Social-media commerce
Influencer content and social-media advertising can potentially mislead consumers when commercial intent is not clearly disclosed. Not only is hidden advertising a concern, but so are the promotion of unsafe and unhealthy products or unrealistic beauty standards, particularly for younger users.
Digital contracts
Online consumers often face obstacles when managing digital contracts. Problematic practices include forced acceptance of unfair terms, automatic renewals, free trials that are then converted to paid subscriptions without clear consent, and unnecessarily complex cancellation procedures.
The courtroom test
Those who doubt the seriousness of digital consumer harm need only look to a Los Angeles courtroom where, in recent class-action litigation, Meta faces claims that its Instagram platform was deliberately designed to addict young people.
Mark Zuckerberg took the stand before a jury and, confronted with internal documents on his firm’s practices, reportedly struggled to defend claims that it targeted young users.
Whatever the jury decides, the evidence aired in Los Angeles makes a powerful empirical case that voluntary compliance and existing frameworks are not
sufficient.
Ireland’s moment
Ireland’s EU presidency from 1 July to 31 December 2026 is a decisive moment.
The EU is committed to robust consumer protection that keeps pace with today’s complex, data-driven economy. And the Government itself has committed to making digital online safety a key theme.

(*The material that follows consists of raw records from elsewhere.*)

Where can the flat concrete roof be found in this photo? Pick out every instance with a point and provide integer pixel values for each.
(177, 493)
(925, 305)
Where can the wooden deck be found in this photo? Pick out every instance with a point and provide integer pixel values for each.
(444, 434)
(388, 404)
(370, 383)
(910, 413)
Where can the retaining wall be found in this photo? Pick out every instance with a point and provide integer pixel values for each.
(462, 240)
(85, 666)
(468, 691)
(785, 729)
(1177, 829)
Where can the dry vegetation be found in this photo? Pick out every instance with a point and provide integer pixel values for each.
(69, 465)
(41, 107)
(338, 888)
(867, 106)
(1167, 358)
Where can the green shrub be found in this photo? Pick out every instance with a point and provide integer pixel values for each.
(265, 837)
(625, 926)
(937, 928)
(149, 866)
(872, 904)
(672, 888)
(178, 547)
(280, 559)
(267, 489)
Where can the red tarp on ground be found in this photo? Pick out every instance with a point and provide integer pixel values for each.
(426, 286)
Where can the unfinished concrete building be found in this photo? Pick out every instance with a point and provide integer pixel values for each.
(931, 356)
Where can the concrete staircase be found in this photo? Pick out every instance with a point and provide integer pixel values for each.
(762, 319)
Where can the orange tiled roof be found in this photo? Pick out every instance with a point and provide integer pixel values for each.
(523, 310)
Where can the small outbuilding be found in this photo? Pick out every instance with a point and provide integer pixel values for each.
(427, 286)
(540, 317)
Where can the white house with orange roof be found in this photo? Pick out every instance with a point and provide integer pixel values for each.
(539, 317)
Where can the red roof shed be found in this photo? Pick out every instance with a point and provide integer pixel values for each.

Against this, US pushback on regulatory enforcement against big data is increasing.
As EU home-jurisdiction to firms like Meta, Google, Microsoft, and X, Ireland has an outsized role in EU enforcement.
Let’s not forget that the Trump administration previously threatened individualised tariffs against EU member states in response to regulatory action targeted at US tech firms.
And, late last year, the US Department of State imposed a visa travel ban on former European commissioner and main sponsor of the DSA, Thierry Breton, and other EU consumer-rights advocates. Irish regulators could, in other words, face personal liability.
Ireland’s DPC, which has imposed fines of more than €4 billion on US tech firms since the introduction of the GDPR in 2018, reportedly has five active large-scale investigations into Elon Musk’s X, and at least six active High Court cases involving US tech firms on the docket.
Similarly, Coimisiún na Meán, Ireland’s new media and digital services regulator, is facing multiple lawsuits involving US tech platforms.
At the same time, Ireland’s tax-revenue reliance on a very small number of US multinationals is significantly increasing year-on-year.
In 2024, the Irish Fiscal Advisory Council estimated that the top three highest-paying corporate groups (reportedly Apple, Microsoft, and US pharma group Eli Lilly) accounted for 46% of all corporation-tax revenues, roughly €13 billion, with the top ten payers accounting for almost 60% of Ireland’s annual corporate tax.
Corporation tax almost doubled between 2021 and 2024, largely driven by increased payments from the top three payers, and is now the largest single contributor to Irish public spending. He who pays the piper calls the tune, you might say.
Ireland’s hand is doubtless a difficult one to play.
But engaging seriously with the legitimate simplification concerns raised across the consultation, pressing for coherent interaction with the DSA and DMA, and ensuring that the fairness-by- design duty is calibrated proportionately could serve both Ireland’s interests and the interests of Irish and European consumers.
Philip Andrews SC is founder of Andrews Law. He previously served as legal adviser to the Competition Authority, led the EU and Competition Group at McCann FitzGerald, and is co-author of Modern Irish Competition Law. Aleksandra Pruska is an associate at Andrews Law, practising in Ireland and Poland, specialising in Irish and EU competition law and consumer protection.